Open pageController.js and add the following code in it:

**code begins**

const pageScraper = require(‘./pageScraper’);
async function scrapeAll(browserInstance){
let browser;
try{
browser = await browserInstance;
await pageScraper.scraper(browser);

}
catch(err){
console.log(“There was an error creating a browser instance => “, err);
}
}

module.exports = (browserInstance) => scrapeAll(browserInstance)

**code ends**

Open pageScraper.js and add the following code in it:

**code begins**

const scraperObject = {
url: ‘http://books.toscrape.com’,
async scraper(browser){
let page = await browser.newPage();
console.log(`Navigating to ${this.url}…`);
await page.goto(this.url);

}
}

module.exports = scraperObject;

**code ends**

Save and close all your files.

Step 7: Now, we will begin the scraping process. Open the PageScraper.js file and add the following code in it.
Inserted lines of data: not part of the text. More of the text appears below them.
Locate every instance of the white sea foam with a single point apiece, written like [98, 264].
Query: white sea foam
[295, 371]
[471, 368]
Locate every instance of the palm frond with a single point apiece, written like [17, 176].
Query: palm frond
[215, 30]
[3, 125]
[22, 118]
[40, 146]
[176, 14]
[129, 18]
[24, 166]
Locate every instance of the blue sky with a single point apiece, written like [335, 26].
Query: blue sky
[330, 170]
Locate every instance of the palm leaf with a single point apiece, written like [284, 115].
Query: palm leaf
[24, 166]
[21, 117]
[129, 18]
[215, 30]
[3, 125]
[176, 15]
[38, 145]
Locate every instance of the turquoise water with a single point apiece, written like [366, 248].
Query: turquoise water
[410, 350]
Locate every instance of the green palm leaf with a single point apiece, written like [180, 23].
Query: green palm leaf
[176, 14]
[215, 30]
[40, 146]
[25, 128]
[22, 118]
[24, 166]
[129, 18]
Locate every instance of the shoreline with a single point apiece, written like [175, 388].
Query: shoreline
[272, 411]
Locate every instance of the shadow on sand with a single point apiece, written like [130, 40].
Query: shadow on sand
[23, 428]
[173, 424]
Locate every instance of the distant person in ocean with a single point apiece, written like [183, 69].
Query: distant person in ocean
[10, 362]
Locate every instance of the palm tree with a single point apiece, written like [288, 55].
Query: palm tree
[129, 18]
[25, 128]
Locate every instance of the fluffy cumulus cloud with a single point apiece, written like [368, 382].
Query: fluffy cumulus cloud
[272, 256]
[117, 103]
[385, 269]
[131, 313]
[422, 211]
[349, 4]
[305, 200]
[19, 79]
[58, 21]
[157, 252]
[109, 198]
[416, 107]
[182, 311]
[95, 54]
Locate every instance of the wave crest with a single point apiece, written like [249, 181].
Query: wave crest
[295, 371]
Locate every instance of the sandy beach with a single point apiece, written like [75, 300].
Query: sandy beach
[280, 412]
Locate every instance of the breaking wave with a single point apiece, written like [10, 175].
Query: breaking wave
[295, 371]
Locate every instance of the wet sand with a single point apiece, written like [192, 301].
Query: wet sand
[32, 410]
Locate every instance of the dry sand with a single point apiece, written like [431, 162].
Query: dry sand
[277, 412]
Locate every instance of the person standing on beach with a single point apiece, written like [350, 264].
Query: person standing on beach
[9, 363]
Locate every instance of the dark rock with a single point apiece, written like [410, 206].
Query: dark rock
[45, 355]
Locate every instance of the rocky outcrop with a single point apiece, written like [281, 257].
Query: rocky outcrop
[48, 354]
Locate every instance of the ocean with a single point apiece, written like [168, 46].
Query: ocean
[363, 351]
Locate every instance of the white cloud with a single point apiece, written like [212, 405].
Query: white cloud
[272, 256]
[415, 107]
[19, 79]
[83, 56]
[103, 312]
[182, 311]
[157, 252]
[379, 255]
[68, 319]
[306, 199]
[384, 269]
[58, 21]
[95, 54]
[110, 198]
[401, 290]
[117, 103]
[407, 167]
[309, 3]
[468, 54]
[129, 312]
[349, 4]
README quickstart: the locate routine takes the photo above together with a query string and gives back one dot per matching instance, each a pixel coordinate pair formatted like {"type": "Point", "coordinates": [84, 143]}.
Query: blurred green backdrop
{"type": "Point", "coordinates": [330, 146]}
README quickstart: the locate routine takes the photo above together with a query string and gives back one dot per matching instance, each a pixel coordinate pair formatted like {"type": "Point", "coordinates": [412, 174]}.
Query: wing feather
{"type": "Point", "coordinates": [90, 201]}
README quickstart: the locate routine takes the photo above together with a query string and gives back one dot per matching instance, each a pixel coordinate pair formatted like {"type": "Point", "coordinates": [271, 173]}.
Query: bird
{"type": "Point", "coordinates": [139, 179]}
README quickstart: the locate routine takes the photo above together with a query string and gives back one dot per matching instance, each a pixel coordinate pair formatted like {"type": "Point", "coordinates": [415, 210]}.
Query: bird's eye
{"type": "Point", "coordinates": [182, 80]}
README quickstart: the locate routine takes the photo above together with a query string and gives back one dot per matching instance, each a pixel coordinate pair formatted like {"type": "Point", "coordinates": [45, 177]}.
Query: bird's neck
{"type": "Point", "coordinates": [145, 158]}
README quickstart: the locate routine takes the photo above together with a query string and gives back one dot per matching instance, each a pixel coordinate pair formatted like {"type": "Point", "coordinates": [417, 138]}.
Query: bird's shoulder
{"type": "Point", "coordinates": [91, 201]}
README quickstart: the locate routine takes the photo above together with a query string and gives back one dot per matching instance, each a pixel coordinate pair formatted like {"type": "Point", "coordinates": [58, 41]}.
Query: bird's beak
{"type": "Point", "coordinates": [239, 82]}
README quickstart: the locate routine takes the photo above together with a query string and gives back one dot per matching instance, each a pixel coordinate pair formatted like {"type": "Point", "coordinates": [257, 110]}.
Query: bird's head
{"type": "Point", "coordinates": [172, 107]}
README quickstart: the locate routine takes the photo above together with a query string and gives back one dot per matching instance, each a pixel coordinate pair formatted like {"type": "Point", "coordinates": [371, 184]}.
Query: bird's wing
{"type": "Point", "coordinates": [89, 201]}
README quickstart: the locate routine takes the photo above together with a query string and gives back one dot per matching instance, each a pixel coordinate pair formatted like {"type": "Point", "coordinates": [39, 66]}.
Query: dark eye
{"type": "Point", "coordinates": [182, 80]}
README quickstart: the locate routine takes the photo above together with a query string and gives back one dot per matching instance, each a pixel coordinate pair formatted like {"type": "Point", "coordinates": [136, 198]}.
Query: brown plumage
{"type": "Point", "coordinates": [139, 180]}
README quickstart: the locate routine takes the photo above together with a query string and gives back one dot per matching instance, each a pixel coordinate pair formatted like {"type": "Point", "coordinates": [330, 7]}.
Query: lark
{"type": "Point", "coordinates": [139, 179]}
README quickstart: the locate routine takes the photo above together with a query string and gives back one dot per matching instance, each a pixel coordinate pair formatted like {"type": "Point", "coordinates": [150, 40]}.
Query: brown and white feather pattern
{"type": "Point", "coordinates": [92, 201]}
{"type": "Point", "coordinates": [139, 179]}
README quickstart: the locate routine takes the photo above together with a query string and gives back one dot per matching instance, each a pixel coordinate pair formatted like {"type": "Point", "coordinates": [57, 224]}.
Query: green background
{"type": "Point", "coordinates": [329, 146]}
Replace the URL with the website URL whose contents are sorted using the list tag.

**code begins**

const scraperObject = {
url: ‘http://urltoscrape.com’,
async scraper(browser){
let page = await browser.newPage();
console.log(`Navigating to ${this.url}…`);
await page.goto(this.url);
await page.waitForSelector(‘.page_inner’);
let urls = await page.$$eval(‘section ol > li’, links => {
links = links.filter(link => link.querySelector(‘.instock.availability > i’).textContent !== “In stock”)
links = links.map(el => el.querySelector(‘h3 > a’).href)
return links;
});

let pagePromise = (link) => new Promise(async(resolve, reject) => {
let dataObj = {};
let newPage = await browser.newPage();
await newPage.goto(link);
dataObj[‘bookTitle’] = await newPage.$eval(‘.product_main > h1’, text => text.textContent);
dataObj[‘bookPrice’] = await newPage.$eval(‘.price_color’, text => text.textContent);
dataObj[‘noAvailable’] = await newPage.$eval(‘.instock.availability’, text => {
text = text.textContent.replace(/(\r\n\t|\n|\r|\t)/gm, “”);
let regexp = /^.*\((.*)\).*$/i;
let stockAvailable = regexp.exec(text)[1].split(‘ ‘)[0];
return stockAvailable;
});
dataObj[‘imageUrl’] = await newPage.$eval(‘#product_gallery img’, img => img.src);
dataObj[‘bookDescription’] = await newPage.$eval(‘#product_description’, div => div.nextSibling.nextSibling.textContent);
dataObj[‘upc’] = await newPage.$eval(‘.table.table-striped > tbody > tr > td’, table => table.textContent);
resolve(dataObj);
await newPage.close();
});

for(link in urls){
let currentPageData = await pagePromise(urls[link]);
// scrapedData.push(currentPageData);
console.log(currentPageData);
}

}
}

module.exports = scraperObject;

**code ends**

That’s it! You just created a scraping application using puppeteer.

Final Thoughts

Scraping is essential for businesses to have the upper hand over their competitors. Performing web scraping using puppeteer is easy. You can create files of your choice and add some basic codes to start scraping your competitor data.